Monday, Apr. 09, 1928

Joree-jaw

RAINBOW ROUND MY SHOULDER--Howard W. Odum--Bobbs-Merrill ($3).

"I never stays in one place mo' 'n fo' weeks," boasts Black Ulysses. "Leastwise, never mo' 'n five. . . . Sometimes I knows where I wants to go, an' sometimes I jes' git on to go anywhere, jes' anywhere at all, jes' anywhere but where I is." Little matter where, for this colored travelin' man is of versatile profession. Not yet 35, he has covered 40 states, as cotton picker in Alabama, meat packer in Chicago, harvest hand out West, sailor to Honolulu, janitor to mayors of two towns, hand on Mississippi delta, thief cooped in an occasional jail, miner in West Virginia, song-leader in many a construction camp, cook to a Peoria golf club, waiter and porter on trains shuttling to and fro--in short, adept at any job which offers food and money enough for catbone dice and women: "one high yellow and two teasin' browns" among them.

Nigger be nigger whatever he do,

Tie red ribbon round toe of his shoe,

Jerk his vest on over his coat,

Snatch his britches up round his throat,

Singin', "High-stepper, Lawd, you shall be free."

Free to bust up a prayer meetin' or a quiltin' jamboree: lights out, shots in the dark, screams, "Lawd, my daddy hurt?"--and all "jes' for the hell of it."

Then back to the road again, on foot, riding the bars, and occasionally even "riding the cushions." In search of--the Jack of Diamonds? Ace of Clubs? More women? Experience of a "heap o' towns" indicates that "the most fastest, mo' freer women" are to be found in New Orleans, where "they give you clothes and liquor an' all the lovin' you want, an' when you go to leave have all sorts grievin' fits ... then writes you most sweetest letters man ever read."
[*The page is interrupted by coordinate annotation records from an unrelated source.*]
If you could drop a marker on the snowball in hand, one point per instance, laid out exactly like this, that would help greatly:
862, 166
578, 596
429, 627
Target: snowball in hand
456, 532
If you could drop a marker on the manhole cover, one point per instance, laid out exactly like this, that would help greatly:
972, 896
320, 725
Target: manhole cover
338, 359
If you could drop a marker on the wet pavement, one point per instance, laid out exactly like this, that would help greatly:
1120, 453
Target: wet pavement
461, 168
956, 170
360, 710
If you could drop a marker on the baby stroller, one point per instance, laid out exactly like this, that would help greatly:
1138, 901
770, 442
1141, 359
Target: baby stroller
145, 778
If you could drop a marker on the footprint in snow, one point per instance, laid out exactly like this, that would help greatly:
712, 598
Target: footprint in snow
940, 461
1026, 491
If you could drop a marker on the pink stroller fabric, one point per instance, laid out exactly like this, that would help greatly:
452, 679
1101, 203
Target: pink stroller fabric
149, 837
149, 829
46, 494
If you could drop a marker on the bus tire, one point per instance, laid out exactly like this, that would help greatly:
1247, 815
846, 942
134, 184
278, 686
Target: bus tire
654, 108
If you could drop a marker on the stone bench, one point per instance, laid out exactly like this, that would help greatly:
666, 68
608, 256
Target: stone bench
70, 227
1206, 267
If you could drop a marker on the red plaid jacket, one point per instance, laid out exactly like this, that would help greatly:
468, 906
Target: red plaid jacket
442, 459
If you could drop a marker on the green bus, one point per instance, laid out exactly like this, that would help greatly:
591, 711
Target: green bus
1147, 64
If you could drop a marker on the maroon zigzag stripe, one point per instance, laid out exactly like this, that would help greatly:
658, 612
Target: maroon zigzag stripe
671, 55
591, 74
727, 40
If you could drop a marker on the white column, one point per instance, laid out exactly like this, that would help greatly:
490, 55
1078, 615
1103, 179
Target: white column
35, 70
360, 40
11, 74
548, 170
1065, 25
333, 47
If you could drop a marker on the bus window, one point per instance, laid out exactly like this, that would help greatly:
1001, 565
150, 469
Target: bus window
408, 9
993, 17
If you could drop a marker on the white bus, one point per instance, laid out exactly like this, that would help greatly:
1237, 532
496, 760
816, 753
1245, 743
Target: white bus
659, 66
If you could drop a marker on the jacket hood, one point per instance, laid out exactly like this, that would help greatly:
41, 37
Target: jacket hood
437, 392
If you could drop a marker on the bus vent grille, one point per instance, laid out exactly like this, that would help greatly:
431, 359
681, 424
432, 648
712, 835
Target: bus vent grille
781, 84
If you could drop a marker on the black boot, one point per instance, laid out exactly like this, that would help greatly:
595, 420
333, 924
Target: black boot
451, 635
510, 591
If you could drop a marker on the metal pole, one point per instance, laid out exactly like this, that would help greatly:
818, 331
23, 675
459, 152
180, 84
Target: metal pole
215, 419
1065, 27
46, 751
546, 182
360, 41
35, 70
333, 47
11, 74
Cities are well enough, but in the railroad gangs and outlaw camps there's more joree-jaw (raillery, chaff), and, better still, the singing. "Speerchials" still persist:

When I git to Heaven gwine ease, ease,

Me 'n' my God goin' do as we please,

Settin' down side o' de Lamb,

but the same old sorrows and self pity are fast taking new expression in "sweet Blues comin' from a black man's soul--achin' hearted Blues, all alone Blues, baby-won't-you-please-come-home Blues, chain-gang Blues, mo' Blues than angels in Heaven can sing."

Professor of sociology, the author recognizes one of America's "problems" in the itinerant Negro "with the don't keer spirit, go day, come day, God send Sunday." But he sees the sociological evil in a setting of romance, and suggests graphically, if a bit lengthily, that his black hero's vaguely discontented lack of ambition is somewhat atoned by the charm of his sudden optimism:

Looks like rain, Lawd, looks like rain.

I got rainbow tied round my shoulder;

Ain't gonna rain, Lawd, ain't gonna rain.